EXPO – for Ex-Prisoners Organizing – is the name WISDOM’s formerly-incarcerated leaders, who help drive the organization’s criminal justice campaign in Wisconsin, chose for themselves and their work on a constellation of issues to change the narrative around criminal justice in the state and beyond.

“We can have an impact on policies that affect us – especially in places with a large concentration of formerly incarcerated people,” says Rice, who is studying community organizing at University of Wisconsin-Milwaukee and chairs WISDOM’s revocation task force. "I think EXPO will eventually build enough power to get policymakers to invest less in unnecessarily incarcerating individuals and more in programs that attack the root causes of crime.

Rice has blogged about his own experiences with revocation in a state system that gives probation officers total discretion and little guidance in when to revoke probation and return someone with a prior record to prison.  

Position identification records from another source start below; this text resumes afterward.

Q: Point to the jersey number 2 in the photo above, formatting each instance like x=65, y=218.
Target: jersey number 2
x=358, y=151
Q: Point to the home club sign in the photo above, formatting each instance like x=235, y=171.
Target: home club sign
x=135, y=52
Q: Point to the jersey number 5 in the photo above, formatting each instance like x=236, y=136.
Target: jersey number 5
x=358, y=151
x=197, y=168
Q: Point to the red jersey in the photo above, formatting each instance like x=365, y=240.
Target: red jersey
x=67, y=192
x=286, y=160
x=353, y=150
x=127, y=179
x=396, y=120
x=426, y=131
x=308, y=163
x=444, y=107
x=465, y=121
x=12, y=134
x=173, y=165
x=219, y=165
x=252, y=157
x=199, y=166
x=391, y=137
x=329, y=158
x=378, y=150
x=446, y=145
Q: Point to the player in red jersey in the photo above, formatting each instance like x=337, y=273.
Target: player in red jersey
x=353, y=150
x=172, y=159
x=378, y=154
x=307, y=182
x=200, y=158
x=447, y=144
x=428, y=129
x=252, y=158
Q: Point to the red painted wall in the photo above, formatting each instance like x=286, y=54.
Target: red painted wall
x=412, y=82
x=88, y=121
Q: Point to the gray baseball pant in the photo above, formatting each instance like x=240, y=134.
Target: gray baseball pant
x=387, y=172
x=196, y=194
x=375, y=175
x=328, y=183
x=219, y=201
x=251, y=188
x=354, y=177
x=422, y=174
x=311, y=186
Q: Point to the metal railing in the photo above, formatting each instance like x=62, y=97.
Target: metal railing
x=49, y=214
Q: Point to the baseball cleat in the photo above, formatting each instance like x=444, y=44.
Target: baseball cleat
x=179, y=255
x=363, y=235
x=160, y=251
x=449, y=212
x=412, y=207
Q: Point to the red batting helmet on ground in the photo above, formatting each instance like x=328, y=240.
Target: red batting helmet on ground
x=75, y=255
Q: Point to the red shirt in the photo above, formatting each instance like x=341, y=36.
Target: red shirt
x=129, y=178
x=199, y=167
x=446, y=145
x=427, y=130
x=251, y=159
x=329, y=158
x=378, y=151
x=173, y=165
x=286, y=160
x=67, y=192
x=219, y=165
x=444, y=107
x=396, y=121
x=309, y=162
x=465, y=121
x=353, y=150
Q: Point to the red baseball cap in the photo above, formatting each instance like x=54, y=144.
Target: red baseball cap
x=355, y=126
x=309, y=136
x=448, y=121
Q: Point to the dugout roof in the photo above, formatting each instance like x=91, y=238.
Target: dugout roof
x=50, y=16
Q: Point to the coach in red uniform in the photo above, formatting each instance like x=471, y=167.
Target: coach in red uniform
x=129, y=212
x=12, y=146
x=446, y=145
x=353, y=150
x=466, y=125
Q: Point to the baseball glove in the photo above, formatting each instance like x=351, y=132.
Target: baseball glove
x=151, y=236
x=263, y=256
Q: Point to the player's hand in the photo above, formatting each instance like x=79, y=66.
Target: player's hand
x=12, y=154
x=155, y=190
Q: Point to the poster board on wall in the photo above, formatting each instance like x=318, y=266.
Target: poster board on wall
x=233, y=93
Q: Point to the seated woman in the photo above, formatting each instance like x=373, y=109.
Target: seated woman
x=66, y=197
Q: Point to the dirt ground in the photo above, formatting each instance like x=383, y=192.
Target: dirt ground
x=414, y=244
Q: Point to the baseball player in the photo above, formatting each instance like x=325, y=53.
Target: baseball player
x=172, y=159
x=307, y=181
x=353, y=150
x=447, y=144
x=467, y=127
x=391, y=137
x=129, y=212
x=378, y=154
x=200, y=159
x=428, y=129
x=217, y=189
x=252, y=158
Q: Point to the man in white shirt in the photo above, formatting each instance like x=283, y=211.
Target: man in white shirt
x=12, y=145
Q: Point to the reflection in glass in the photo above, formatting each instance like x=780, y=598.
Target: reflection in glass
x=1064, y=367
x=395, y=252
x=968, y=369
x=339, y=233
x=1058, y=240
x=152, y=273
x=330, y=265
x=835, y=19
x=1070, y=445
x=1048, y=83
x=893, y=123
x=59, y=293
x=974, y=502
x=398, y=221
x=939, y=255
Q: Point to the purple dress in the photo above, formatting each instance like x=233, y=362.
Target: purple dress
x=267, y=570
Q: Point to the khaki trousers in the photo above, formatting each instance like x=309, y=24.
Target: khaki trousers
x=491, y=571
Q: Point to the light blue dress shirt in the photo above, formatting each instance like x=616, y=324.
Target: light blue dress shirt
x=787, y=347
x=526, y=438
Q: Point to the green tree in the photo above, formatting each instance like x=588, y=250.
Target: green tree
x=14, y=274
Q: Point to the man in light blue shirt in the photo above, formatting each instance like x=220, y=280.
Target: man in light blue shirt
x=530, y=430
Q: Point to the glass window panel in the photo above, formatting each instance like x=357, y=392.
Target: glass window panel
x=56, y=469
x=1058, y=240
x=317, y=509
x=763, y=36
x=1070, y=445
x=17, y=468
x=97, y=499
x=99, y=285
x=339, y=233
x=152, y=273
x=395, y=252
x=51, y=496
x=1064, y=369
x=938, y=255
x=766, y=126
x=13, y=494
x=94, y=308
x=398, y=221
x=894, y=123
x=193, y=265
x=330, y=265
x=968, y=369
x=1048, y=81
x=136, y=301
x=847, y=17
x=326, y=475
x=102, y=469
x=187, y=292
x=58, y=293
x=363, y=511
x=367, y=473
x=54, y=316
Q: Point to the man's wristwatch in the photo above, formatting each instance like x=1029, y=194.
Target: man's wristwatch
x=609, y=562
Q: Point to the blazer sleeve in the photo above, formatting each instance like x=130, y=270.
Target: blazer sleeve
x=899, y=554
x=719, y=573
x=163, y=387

Rice adds that highlights of the training week included developing organizing skills, identifying what personal barriers were holding him back, as well as attending a vigil for the victims of the recent killing in Charleston at the Oak Creek Sikh temple that was the site of an August 2012 shooting spree.

“In stories they each told about their path to power during the training, you could clearly see their disempowerment and how it happened,” Angela James, one of the trainers for the group, recalls. “We teach about power and self interest and they clearly understand the self-interest of the system and how it tried to crush their power.”

She is looking forward to a second EXPO training planned for January, because the group is one of the most serious and focused she’s ever worked with: “They don’t have time to play games.”

WISDOM also plans to have an EXPO group within each local WISDOM organization and a statewide EXPO infrastructure, according to WISDOM director David Liners.